The US trade deficit widened slightly in October, powered by rising oil prices that overcame a strong export performance driven by the falling dollar.
The Commerce Department reported a $57.8 billion gap with the rest of the world, up 1.2 per cent from the upwardly revised $57.1 billion September figure. Economists polled by Thomson IFR Markets had expected a small increase to $57 billion from the originally reported $56.5 billion September deficit.
Imports were up 1per cent to $199.5 billion. Oil imports by barrel rose 6.3 per cent in October, but the dollar value rose 12.4 per cent as the price of imported oil hit a record $72.49.

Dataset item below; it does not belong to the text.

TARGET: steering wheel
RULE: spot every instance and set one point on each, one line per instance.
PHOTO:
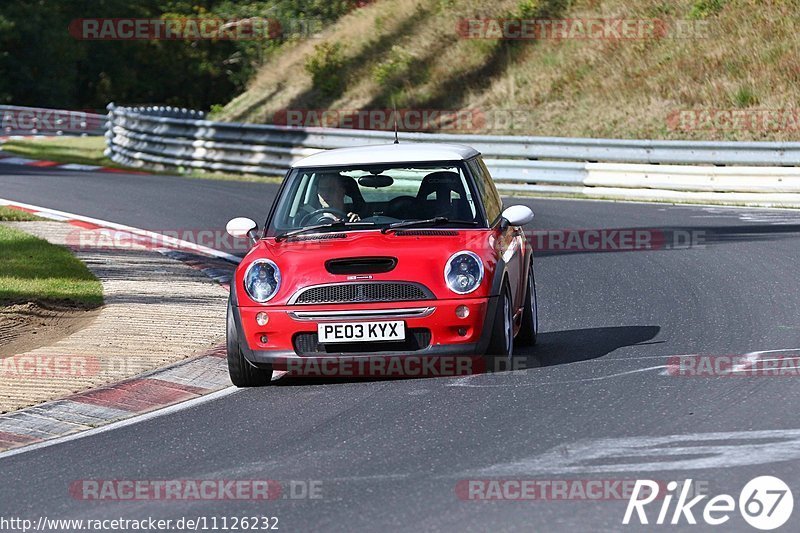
(341, 215)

US demand for non-petroleum imports actually fell fractionally as the economy slowed and the weakening dollar raised import prices. The non-petroleum trade deficit fell to $38.5 billion, its lowest level since March 2004.
Auto imports rose just $72 million while imports of business equipment and agricultural products were down for the month.
October exports rose 0.9 per cent to $141.7 billion. Capital goods exports were the prime factor, up $1.3 billion to a record $39.2 billion and led by civilian aircraft as is usually the case.
Surprisingly, given the global increase in food prices, US agricultural exports fell half a billion dollars.
The politically sensitive trade deficit with China accounted for 45 per cent of the total US trade deficit in October, rising 9.1 per cent to $25.9 billion. The US also had a record $7.5 billion trade deficit with Mexico.